Detailed steps and dependencies: ./document/1.installing.md
- Conda environment (Python 3.10)
- PyTorch and FlashAttention (match your CUDA)
- Install this repo with pip install -e .
- Troubleshooting notes (specific Transformers version, OpenCV dependencies, etc.)

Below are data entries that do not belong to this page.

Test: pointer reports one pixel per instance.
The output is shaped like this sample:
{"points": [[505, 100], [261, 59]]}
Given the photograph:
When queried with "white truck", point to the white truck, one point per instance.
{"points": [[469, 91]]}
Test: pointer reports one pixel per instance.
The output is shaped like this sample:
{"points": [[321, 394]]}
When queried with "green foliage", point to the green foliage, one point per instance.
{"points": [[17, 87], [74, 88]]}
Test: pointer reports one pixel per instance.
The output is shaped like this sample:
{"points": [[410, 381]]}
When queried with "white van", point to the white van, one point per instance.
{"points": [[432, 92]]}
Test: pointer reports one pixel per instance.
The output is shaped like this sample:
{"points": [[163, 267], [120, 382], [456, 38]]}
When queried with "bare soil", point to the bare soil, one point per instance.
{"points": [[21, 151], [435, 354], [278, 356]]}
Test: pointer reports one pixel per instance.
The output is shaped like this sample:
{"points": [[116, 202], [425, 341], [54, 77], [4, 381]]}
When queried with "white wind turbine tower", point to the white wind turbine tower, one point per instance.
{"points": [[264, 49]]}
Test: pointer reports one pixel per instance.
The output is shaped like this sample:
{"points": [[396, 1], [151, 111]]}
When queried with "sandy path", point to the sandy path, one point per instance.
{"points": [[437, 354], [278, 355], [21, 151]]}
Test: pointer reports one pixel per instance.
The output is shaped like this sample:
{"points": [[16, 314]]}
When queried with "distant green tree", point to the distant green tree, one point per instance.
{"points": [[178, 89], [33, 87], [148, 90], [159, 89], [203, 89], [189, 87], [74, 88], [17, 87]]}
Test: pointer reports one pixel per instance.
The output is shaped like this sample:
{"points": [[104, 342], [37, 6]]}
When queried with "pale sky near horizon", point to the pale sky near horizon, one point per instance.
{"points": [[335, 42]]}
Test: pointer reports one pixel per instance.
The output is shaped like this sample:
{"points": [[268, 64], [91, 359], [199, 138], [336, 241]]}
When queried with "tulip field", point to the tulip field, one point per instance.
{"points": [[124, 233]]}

📂 Data Preparation (Playground)

Directory structure and JSONL/LMDB examples: ./document/2.preparing_playground.md
- playground/sft_recipe (data recipe)
- playground/sft_jsonl and playground/sft_data (annotations and raw data)
- Example parquet→LMDB conversion scripts are not included in this repo
- Use shell/prepare.sh to normalize and generate .prepare.json (internal submit_prepare_job.sh is not included)
- LMDB reading example and tips: ./document/how_to_use_lmdb_to_read_images.md

💪 Training (Stage-2 / Finetuning)

Full training entry points and multinode/multigpu options: ./document/3.training.md
- Single-node example: GPUS=8 bash shell/train_stage2.sh 1 work_dirs/eagle2.5_debug
- Multi-node example (srun/internal submit_job): PARTITION=xxx GPUS=16 bash shell/train_stage2.sh 2 work_dirs/eagle2.5_multinode

✨ Launching Streamlit Demo

Interactive testing of the VLM with UI. Refer to document for more details: ./document/4.streamlit_demo.md

🔮 Inference

End-to-end usage and multimodal examples (single/multiple images, single/multiple videos, streaming, batch): ./document/5.inference.md
- Load with transformers AutoModel/AutoProcessor: "nvidia/Eagle-2.5-8B"
- Recommended torch_dtype=torch.bfloat16; run model.generate(...) on GPU

Benchmark Results

🎥 Video Benchmarks

Benchmark	GPT-4o	Gemini-1.5 Pro	InternVL2.5-8B	Qwen2.5-VL-8B	Eagle2.5-8B
MVBench_test	-	-	72.0	69.6	74.8
Perception_test_val	-	-	-	70.5	82.0
EgoSchema_fullset	-	72.2	-	65.0	72.2
MMB-Video	1.63	1.30	1.68	1.79	1.94
MLVU_val	-	-	68.9	70.2	77.6
LVBench_val	66.7	64.0	60.0	56.0	66.4
Video-MME_{w/o subtitle}	71.9	75.0	64.2	65.1	72.4
Video-MME_{w subtitle}	77.2	81.3	66.9	71.6	75.7
CG-Bench_Clue	58.6	50.9	-	44.5	55.8
CG-Bench_Long	44.9	37.8	-	35.5	46.6
CG-Bench_mIoU	5.73	3.85	-	2.48	13.4
HourVideo_Dev	-	37.2	-	-	44.5
HourVideo_Test	-	37.4	-	-	41.8
Charade-STA_mIoU	35.7	-	-	43.6	65.9
HD-EPIC	-	37.6	-	-	42.9
HRVideoBench	-	-	-	-	68.5
EgoPlan_val	-	-	-	-	45.3

🖼️ Image Benchmarks

Benchmark	GPT-4o	Gemini-1.5 Pro	InternVL2.5-8B	Qwen2.5-VL-8B	Eagle2.5-8B
DocVQA_test	92.8	93.1	93.0	95.7	94.1
ChartQA_test	85.7	87.2	84.8	87.3	87.5
InfoVQA_test	79.2	81.0	77.6	82.6	80.4
TextVQA_val	77.4	78.8	79.1	84.9	83.7
OCRBench_test	736	754	822	864	869
MMstar_test	64.7	59.1	62.8	63.9	66.2
RWQA_test	75.4	67.5	70.1	68.5	76.7
AI2D_test	84.6	79.1	84.5	83.9	84.5
MMMU_val	69.1	62.2	56.0	58.6	55.8
MMBench_V11_test	83.1	74.6	83.2	82.6	81.7
MMVet_GPT-4-Turbo	69.1	64.0	62.8	67.1	62.9
HallBench_avg	55.0	45.6	50.1	52.9	54.7
MathVista_testmini	63.8	63.9	64.4	68.2	67.8
Avg Score	74.9	71.7	73.1	75.6	75.6

🦾 Embodied Benchmarks

Benchmark	GPT-4o	Gemini-1.5 Pro	InternVL2.5-8B	Qwen2.5-VL-8B	Eagle2.5-8B
OpenEQA	-	-	-	-	63.5
ERQA	47.0	41.8	-	-	38.3
EgoPlan_val	-	-	-	-	45.3

License

See LICENSE for the code of this repository.
See LICENSE_MODEL for the models of Eagle 2 and Eagle 2.5.

For detailed parameter explanations and launcher script notes, see: ./document/explain_script_arguments.md.